Another Attack on Public Lands and Environmental Laws

Here's another example of how House Republicans are working to undermine not only the environmental integrity of public lands but the most basic environmental laws we've got. Yesterday, during a series of votes on the homeland security appropriations bill, the House approved an amendment, sponsored by Rep. Cynthia Lummis (R-Wyo.), that took away DHS' ability to work with the Interior Department on cleaning up the damage that border patrol activity inflict.

The amendment keeps DHS from transferring any funds to Interior for mitigating the Border Patrol's environmental impacts. On the floor, Republicans argued that money awarded to DHS should stay in DHS.
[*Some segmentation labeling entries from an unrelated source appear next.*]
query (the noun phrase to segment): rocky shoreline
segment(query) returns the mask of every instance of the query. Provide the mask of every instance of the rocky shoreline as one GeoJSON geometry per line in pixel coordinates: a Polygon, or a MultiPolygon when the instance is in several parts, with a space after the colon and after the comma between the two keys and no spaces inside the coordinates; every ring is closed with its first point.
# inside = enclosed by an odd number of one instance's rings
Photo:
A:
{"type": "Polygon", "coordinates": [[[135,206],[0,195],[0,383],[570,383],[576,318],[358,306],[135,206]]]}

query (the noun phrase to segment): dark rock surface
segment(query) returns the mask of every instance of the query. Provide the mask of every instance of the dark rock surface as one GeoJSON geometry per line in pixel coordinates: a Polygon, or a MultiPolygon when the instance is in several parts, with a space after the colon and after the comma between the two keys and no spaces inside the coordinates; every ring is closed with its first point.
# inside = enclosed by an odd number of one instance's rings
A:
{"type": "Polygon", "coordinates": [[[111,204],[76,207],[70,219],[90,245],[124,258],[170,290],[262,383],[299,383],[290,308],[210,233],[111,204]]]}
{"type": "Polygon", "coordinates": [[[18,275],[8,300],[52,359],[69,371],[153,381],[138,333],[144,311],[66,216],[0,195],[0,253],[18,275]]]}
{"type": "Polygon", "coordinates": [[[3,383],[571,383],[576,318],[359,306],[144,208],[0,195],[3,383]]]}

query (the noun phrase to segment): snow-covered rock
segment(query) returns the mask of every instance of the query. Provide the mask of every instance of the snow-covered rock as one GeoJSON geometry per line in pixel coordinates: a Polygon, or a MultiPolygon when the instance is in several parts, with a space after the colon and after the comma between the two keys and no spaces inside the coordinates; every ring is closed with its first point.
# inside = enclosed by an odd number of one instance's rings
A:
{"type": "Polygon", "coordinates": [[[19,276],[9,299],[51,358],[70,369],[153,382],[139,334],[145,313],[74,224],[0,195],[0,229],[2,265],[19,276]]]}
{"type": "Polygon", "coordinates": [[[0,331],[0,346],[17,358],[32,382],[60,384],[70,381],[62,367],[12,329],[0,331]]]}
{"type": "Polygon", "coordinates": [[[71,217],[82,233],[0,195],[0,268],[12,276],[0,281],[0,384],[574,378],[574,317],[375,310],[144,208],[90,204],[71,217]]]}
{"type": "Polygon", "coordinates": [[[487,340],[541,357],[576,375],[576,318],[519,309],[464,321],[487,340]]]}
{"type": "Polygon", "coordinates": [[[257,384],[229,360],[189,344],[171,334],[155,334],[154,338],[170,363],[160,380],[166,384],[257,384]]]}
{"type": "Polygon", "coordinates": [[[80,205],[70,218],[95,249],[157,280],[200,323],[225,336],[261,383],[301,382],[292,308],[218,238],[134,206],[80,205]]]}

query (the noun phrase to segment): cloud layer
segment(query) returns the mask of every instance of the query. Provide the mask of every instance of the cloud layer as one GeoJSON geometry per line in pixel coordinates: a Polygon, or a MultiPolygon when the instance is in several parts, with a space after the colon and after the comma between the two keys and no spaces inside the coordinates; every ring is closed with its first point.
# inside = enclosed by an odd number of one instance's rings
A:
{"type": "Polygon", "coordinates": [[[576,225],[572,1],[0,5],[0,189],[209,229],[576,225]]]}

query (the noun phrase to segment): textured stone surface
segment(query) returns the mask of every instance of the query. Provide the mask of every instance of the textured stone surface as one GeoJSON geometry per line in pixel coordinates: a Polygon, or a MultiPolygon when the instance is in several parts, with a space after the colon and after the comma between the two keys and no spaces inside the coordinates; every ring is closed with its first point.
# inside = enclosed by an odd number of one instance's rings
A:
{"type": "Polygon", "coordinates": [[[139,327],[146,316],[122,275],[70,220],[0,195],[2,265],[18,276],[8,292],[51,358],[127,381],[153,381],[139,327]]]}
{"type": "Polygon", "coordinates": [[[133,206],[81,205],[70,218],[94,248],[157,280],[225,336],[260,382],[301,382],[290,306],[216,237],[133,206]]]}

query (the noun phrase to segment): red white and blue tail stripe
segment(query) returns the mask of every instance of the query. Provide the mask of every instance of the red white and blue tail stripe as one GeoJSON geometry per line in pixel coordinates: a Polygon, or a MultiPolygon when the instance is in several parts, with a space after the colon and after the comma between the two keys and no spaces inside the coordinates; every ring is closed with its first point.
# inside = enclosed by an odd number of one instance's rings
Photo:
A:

But Lummis' statement on the amendment and a "dear colleague" letter circulated by House committee chairmen Rep. Doc Hastings (R-WA) and Rep. Peter King (R-NY) show what the amendment is really about: scorn for the value of the environment and the laws that protect it. These statements argue that Interior's silly environmental concerns are keeping the Border Patrol from doing its job, even though the GAO report they cite as evidence found that "22 of the 26 agents-in-charge reported that the overall security status of their jurisdiction is not affected by land management laws." The laws that Interior's following here aren't obscure statutes: they're foundational laws like the Endangered Species Act and the National Environmental Policy Act.
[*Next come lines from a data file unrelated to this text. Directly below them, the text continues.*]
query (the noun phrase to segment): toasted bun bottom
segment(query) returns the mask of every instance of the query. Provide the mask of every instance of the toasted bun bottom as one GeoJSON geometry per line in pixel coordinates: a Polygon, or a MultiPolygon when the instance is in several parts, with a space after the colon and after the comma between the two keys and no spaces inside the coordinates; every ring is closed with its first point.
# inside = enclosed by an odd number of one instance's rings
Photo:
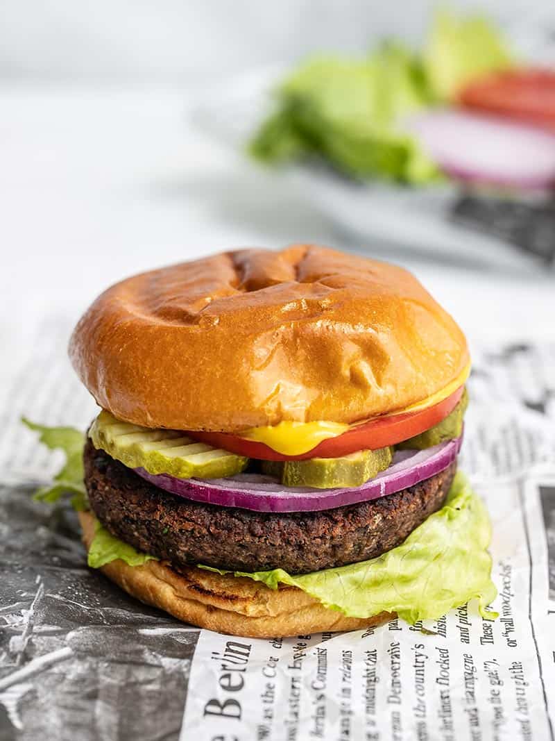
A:
{"type": "MultiPolygon", "coordinates": [[[[80,512],[79,521],[88,549],[94,537],[95,519],[90,512],[80,512]]],[[[369,618],[347,617],[296,587],[283,585],[273,590],[246,577],[221,575],[195,566],[178,573],[164,561],[130,566],[118,559],[101,571],[147,605],[184,622],[234,636],[273,638],[354,631],[395,617],[382,612],[369,618]]]]}

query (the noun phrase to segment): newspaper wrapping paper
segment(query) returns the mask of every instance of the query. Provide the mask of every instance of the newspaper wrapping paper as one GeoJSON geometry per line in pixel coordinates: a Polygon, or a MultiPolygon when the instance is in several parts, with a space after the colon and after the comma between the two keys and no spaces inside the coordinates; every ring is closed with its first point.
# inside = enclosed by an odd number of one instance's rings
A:
{"type": "Polygon", "coordinates": [[[74,514],[31,499],[59,458],[18,424],[95,406],[41,328],[0,438],[0,737],[554,740],[555,345],[474,350],[461,468],[494,525],[495,622],[273,640],[183,625],[87,568],[74,514]]]}

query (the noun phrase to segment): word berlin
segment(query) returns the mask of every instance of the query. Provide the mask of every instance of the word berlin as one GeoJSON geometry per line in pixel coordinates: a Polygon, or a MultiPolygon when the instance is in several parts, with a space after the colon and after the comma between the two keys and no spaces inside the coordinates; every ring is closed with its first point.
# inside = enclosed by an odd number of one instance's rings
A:
{"type": "MultiPolygon", "coordinates": [[[[212,651],[211,659],[220,662],[218,682],[225,692],[239,692],[245,685],[244,672],[249,663],[252,644],[227,641],[223,654],[212,651]]],[[[235,697],[226,697],[223,701],[212,697],[204,705],[204,717],[219,716],[240,720],[241,705],[235,697]]]]}

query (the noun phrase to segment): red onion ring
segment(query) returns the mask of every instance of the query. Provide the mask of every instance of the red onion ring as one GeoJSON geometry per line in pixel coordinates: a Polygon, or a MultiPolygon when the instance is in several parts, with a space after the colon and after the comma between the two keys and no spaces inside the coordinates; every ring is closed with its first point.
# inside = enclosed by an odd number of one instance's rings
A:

These laws have already been dramatically rolled back in favor of border security concerns: DHS was making the payments that the Lummis amendment blocks to mitigate the harm caused by building hundreds of miles of fencing on the southwestern border. This project is already exempt from the Endangered Species Act and from NEPA. The Secretary of Homeland Security, in fact, has the authority to bypass any legal requirements she wants if it'll speed up fence construction.